Five years ago, the CEO and top management of Spectrum Health in Grand Rapids, Mich., took on this mission: “To be the nation’s highest quality and most successful healthcare enterprise by 2010.” Will they make it? Only time will tell. I will tell you this: when Spectrum Health leaders decide, for example, to improve core clinical measures in surgical infection prevention or women’s health or whatever else they choose to tackle, their goal is not to be better than the health system across town. Instead, they look at the numbers for the Mayo Clinic, Cleveland Clinic and Brigham and Women’s Hospital, and then they strive to be better than these national benchmarks.
That’s because their goal is to be the highest quality and most successful healthcare enterprise in the nation—even at the possible cost of failure. So far, they are doing a very good job in achieving these goals in many clinical and administrative areas, while maintaining a healthy bottom line.

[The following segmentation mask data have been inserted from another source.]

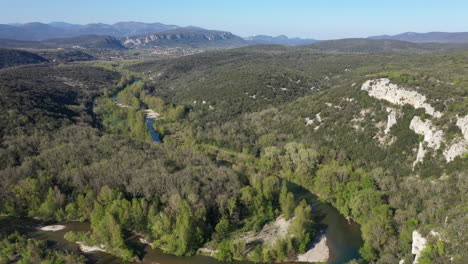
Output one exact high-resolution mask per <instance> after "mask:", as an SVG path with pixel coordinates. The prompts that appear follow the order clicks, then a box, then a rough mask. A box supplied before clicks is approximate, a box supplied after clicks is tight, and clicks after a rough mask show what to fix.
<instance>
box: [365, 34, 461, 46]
mask: <svg viewBox="0 0 468 264" xmlns="http://www.w3.org/2000/svg"><path fill="white" fill-rule="evenodd" d="M369 38H370V39H395V40H403V41H409V42H441V43H456V42H468V32H454V33H450V32H428V33H416V32H406V33H402V34H398V35H394V36H389V35H381V36H372V37H369Z"/></svg>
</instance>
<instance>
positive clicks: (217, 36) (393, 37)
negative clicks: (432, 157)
mask: <svg viewBox="0 0 468 264" xmlns="http://www.w3.org/2000/svg"><path fill="white" fill-rule="evenodd" d="M367 40H369V41H367ZM367 40H366V39H343V40H329V41H319V40H316V39H302V38H288V37H287V36H284V35H280V36H276V37H274V36H267V35H256V36H251V37H246V38H242V37H240V36H237V35H234V34H232V33H231V32H227V31H219V30H207V29H203V28H200V27H195V26H188V27H181V26H177V25H166V24H162V23H142V22H118V23H115V24H112V25H109V24H102V23H94V24H86V25H78V24H70V23H66V22H51V23H48V24H44V23H38V22H33V23H26V24H0V47H3V48H72V47H75V48H76V47H79V48H98V49H128V48H154V47H190V48H213V47H215V48H231V47H241V46H247V45H256V44H278V45H286V46H303V45H312V46H310V47H309V48H313V49H319V50H323V49H325V50H329V51H337V52H363V51H364V52H388V51H401V50H405V51H427V50H448V49H454V48H460V45H461V46H462V47H464V46H465V45H463V44H462V43H463V42H468V32H456V33H449V32H429V33H414V32H407V33H402V34H398V35H394V36H390V35H381V36H371V37H368V38H367ZM371 40H382V41H380V42H379V41H371ZM383 40H386V41H383ZM392 41H393V42H392ZM398 41H400V42H398ZM426 42H432V43H426ZM314 44H315V45H314ZM415 44H422V45H415ZM440 44H448V45H440Z"/></svg>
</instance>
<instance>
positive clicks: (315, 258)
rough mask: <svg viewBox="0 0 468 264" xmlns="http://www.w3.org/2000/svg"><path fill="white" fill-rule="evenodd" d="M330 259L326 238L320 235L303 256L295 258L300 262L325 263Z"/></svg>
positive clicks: (326, 238)
mask: <svg viewBox="0 0 468 264" xmlns="http://www.w3.org/2000/svg"><path fill="white" fill-rule="evenodd" d="M329 258H330V249H329V248H328V246H327V237H326V236H325V235H322V236H321V237H320V238H319V241H318V243H316V244H315V245H314V247H313V248H311V249H309V250H308V251H307V252H305V253H304V254H300V255H298V256H297V261H301V262H327V261H328V259H329Z"/></svg>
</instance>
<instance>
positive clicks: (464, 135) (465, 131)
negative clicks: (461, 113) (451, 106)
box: [457, 115, 468, 140]
mask: <svg viewBox="0 0 468 264" xmlns="http://www.w3.org/2000/svg"><path fill="white" fill-rule="evenodd" d="M457 126H458V127H459V128H460V130H461V131H462V133H463V137H464V138H465V139H466V140H468V115H466V116H464V117H462V118H458V120H457Z"/></svg>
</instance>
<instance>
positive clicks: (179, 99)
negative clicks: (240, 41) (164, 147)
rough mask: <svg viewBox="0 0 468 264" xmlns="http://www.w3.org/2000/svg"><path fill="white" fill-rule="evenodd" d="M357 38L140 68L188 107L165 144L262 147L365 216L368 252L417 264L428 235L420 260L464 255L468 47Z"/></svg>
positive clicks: (329, 195) (274, 164) (350, 207)
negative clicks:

Improving clinical quality takes tough choices and requires change. All of these things take people out of their comfort zones, and some of the less resilient who work for you may not last through the changes. But quality must improve. In this business, you as a leader can’t call a monthly meeting and just say, for example, “Oh well, we had 30 readmissions last month due to what seem to be avoidable medical errors, but it’s OK—next month we’re all going to pull together and bring that number down.” It’s not OK at all, especially when a few of those readmissions might not have left the hospital alive. You as a leader may not be able to bounce back from a failure like this. You must have a plan.
That’s why you have to look at the risk and be resilient in order to plan for the future. There will be conflict, and there will be failures, and some of them may be perceived as your failures, but they must be risked, and your people will look to you to be resilient.
Remember, you will fail sometimes despite all your best laid plans. Your success will be measured by how well you plan for failure big and small, and how well you bounce back and move forward when it happens.
I’d like to end with this quote from American writer and poet James Russell Lowell:
“Mishaps are like knives that either serve us or cut us, as we grasp them by the blade or the handle.”